Escribo contra la corriente, porque escribir significa creer todavía en algo, porque si no lo hiciera la pulsión de muerte me arrastraría, me pasaría por arriba, me borraría del mapa.
Escribo para no arrepentirme de no hacer, para interpelarme, para sacarme la máscara y dar la cara por mí, para prolongar la función más allá de los bostezos del público postergando indefinidamente el acto final.
Para sospechar que pasado un tiempo vos estarás leyendo y llegado a este punto pensarás: otra vez el recurso de interpelar al lector, pero no podrás dejar de leer porque si lo hicieras el texto moriría.
Porque mis palabras pretenden tejer un conjuro, porque escribo como quien construye una máquina inefable, un mecanismo preciso cuya función no se conoce todavía.
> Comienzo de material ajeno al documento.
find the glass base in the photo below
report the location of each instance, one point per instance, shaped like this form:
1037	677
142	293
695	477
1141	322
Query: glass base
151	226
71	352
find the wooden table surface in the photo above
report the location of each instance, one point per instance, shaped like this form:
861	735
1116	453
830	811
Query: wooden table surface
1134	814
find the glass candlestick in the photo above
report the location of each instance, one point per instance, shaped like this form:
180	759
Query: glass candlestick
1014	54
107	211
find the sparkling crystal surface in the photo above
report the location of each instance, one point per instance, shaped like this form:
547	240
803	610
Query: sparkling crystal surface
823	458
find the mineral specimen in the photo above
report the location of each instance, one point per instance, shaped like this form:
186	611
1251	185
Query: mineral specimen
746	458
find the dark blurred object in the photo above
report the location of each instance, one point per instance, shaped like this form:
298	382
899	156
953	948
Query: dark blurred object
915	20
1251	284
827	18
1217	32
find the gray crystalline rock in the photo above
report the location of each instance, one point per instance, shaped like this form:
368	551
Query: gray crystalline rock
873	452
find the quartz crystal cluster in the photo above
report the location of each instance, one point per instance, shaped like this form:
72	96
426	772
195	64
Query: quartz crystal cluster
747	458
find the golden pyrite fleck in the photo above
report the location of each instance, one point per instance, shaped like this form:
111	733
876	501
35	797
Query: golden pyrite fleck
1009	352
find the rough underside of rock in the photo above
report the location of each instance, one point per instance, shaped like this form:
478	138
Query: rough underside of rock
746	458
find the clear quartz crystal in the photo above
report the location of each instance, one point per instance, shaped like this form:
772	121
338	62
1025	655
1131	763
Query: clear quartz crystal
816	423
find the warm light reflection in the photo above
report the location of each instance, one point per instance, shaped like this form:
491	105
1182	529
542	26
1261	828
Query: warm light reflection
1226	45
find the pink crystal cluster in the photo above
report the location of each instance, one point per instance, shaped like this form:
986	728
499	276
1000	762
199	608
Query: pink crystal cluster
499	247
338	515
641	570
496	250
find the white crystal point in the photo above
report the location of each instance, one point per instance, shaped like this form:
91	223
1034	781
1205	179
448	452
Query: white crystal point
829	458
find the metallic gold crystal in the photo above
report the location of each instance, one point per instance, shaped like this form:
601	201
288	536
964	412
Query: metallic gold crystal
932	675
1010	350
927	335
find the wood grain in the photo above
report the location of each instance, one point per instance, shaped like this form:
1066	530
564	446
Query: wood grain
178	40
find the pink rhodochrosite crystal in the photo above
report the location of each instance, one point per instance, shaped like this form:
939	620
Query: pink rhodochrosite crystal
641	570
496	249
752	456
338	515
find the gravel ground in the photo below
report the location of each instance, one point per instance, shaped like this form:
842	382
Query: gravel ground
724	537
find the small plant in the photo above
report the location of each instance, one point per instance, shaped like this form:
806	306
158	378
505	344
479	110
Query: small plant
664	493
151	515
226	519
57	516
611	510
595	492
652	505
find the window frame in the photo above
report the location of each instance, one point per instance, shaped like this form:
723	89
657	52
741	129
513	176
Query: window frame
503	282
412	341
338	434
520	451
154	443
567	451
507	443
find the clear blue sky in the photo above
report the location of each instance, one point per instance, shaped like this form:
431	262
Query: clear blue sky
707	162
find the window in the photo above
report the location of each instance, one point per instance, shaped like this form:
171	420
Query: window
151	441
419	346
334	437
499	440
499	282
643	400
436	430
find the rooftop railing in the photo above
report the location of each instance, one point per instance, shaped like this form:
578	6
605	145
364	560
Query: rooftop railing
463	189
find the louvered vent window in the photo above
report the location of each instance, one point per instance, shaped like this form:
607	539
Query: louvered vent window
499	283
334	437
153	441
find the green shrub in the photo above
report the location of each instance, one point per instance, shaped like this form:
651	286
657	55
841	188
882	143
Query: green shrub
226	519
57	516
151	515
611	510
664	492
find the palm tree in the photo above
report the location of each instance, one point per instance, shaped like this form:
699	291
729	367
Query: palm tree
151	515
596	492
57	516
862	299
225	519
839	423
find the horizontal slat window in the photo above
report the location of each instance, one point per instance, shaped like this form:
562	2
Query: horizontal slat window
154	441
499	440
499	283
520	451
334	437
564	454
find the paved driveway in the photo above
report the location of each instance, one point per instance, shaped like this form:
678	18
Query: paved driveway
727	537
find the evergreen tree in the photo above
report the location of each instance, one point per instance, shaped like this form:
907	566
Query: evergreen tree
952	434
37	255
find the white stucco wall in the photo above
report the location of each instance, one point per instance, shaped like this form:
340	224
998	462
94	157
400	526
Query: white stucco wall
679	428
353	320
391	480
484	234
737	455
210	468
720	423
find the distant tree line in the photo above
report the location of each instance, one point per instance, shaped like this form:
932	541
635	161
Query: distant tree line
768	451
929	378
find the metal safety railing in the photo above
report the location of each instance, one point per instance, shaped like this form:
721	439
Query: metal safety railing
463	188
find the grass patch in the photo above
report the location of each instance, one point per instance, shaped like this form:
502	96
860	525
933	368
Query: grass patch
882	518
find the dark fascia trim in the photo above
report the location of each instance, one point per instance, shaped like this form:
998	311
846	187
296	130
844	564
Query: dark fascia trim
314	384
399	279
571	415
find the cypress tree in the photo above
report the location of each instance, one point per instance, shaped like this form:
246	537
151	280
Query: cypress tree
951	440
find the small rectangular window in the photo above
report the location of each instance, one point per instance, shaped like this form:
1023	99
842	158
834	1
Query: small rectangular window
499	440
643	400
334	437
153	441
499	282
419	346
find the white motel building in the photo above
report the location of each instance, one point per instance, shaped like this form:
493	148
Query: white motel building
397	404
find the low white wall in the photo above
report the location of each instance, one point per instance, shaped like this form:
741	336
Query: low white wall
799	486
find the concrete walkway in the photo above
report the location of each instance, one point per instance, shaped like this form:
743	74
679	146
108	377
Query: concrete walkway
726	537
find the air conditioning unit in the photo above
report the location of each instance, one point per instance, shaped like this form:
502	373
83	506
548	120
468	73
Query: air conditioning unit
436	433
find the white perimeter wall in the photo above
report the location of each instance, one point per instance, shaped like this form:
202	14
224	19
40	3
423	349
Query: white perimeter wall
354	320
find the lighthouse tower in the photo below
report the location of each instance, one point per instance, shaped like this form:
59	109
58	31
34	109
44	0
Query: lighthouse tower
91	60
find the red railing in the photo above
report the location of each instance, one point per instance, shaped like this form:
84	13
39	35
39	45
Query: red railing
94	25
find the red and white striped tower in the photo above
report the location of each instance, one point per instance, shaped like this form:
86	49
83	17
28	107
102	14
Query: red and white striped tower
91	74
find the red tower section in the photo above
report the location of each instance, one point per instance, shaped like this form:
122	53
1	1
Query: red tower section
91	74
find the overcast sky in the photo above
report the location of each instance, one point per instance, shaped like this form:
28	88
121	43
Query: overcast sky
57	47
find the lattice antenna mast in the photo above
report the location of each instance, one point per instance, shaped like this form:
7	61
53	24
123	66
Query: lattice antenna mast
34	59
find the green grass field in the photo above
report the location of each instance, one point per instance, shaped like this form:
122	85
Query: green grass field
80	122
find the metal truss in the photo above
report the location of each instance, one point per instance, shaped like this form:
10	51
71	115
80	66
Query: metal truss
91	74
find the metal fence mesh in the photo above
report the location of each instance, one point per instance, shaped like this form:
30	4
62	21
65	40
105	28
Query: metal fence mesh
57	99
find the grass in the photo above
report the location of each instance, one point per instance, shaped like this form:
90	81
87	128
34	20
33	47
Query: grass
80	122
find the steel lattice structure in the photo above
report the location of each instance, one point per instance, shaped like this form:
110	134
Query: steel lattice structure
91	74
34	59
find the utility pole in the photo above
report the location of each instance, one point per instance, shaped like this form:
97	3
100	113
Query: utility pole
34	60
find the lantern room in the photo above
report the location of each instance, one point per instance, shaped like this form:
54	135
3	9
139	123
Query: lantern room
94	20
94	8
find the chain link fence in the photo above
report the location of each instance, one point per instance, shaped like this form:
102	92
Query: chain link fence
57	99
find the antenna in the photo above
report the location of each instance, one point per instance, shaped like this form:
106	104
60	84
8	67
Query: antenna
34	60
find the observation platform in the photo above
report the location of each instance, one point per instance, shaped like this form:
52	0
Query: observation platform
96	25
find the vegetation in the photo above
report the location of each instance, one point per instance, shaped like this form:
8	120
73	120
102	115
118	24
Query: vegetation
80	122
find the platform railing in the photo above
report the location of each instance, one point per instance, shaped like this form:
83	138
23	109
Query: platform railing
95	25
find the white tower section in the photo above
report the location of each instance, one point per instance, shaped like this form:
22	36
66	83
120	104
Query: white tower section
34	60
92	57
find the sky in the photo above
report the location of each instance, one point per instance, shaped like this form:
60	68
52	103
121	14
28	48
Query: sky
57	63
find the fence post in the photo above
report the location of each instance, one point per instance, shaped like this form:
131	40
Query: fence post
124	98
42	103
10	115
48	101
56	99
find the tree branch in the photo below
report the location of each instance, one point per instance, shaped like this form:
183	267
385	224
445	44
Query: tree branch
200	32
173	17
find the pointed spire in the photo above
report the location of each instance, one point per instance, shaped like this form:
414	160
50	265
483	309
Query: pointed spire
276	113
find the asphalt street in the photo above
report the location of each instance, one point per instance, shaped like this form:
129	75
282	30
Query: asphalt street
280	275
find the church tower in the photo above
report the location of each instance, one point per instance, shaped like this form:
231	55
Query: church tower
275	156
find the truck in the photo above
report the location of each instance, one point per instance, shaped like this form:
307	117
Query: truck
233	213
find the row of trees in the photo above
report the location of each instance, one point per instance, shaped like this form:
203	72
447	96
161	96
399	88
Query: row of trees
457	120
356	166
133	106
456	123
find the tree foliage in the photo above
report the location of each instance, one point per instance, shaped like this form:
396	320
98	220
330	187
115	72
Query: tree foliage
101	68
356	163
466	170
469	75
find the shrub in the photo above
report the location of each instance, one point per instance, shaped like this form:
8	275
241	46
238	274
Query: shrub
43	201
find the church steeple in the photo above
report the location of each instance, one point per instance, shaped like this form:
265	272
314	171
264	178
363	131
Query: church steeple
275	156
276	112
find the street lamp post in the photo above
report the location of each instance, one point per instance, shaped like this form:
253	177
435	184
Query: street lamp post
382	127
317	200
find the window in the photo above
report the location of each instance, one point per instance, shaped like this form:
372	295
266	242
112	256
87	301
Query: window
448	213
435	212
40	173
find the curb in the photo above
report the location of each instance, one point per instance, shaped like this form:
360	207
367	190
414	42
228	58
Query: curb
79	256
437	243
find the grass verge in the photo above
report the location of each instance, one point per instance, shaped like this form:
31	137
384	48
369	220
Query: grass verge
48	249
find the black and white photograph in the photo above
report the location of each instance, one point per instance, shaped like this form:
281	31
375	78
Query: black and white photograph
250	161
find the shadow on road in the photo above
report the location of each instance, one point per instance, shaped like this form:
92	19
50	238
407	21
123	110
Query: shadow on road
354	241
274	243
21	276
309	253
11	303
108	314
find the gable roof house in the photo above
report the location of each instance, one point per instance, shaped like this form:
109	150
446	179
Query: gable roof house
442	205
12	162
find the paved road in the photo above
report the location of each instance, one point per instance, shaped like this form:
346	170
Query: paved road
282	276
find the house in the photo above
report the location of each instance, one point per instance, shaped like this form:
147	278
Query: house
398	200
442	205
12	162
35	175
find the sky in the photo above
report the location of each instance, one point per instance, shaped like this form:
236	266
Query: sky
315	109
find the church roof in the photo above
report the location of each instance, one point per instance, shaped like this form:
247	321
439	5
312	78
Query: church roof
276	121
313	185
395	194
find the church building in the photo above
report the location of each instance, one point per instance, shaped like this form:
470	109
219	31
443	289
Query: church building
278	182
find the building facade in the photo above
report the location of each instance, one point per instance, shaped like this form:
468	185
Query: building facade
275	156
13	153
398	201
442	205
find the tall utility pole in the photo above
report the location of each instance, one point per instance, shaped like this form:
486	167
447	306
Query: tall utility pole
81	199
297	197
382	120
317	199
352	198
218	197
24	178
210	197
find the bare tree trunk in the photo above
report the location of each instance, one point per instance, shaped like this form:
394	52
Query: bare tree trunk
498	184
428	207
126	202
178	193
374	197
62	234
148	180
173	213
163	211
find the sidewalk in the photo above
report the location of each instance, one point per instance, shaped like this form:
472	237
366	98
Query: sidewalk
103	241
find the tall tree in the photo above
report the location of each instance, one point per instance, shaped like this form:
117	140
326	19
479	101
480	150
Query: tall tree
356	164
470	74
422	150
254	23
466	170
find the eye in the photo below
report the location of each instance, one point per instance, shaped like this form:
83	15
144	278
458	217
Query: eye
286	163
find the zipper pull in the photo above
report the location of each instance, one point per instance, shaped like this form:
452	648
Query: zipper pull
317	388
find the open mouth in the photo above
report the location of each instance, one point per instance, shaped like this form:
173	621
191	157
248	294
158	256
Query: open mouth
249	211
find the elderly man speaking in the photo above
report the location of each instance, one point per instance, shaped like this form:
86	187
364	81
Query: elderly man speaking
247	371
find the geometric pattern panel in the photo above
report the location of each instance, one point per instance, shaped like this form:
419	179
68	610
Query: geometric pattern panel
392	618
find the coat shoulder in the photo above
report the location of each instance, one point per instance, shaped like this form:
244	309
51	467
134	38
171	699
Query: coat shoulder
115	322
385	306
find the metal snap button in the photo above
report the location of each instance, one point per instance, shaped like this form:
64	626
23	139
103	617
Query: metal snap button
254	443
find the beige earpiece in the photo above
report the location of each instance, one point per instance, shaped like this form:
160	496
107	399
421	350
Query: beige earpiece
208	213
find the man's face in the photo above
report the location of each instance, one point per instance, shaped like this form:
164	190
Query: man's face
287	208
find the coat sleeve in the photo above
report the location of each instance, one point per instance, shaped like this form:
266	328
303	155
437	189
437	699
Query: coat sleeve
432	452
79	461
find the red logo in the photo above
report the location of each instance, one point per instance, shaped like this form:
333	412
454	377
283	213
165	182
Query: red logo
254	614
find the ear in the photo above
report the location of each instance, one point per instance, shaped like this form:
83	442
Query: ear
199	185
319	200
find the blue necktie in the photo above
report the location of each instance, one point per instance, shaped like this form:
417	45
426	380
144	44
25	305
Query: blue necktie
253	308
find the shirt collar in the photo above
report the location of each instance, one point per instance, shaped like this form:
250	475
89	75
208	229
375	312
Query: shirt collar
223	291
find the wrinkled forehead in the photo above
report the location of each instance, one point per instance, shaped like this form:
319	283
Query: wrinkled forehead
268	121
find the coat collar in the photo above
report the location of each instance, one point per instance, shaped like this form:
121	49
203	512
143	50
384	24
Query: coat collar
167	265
Escribo sabiendo que será inútil pero lo haré de todos modos, añorando la alegría de los que saben o creen que todo es un sueño, que nada merece ser tomado en serio, que el tiempo no existe.
Escribo porque es un acto físico y para mí es igual que dibujar. Un trayecto, un itinerario, un paisaje, casi un retrato.
Porque creo que la palabra tiene poder, que materializa y concreta, que puede sanar, revelar, ser transformadora.
Y también porque escribir es hablar en silencio.
Y es económico, mínimo, verdadero.
Y porque implica no estar solo.
Escribo porque todavía soy capaz de amar.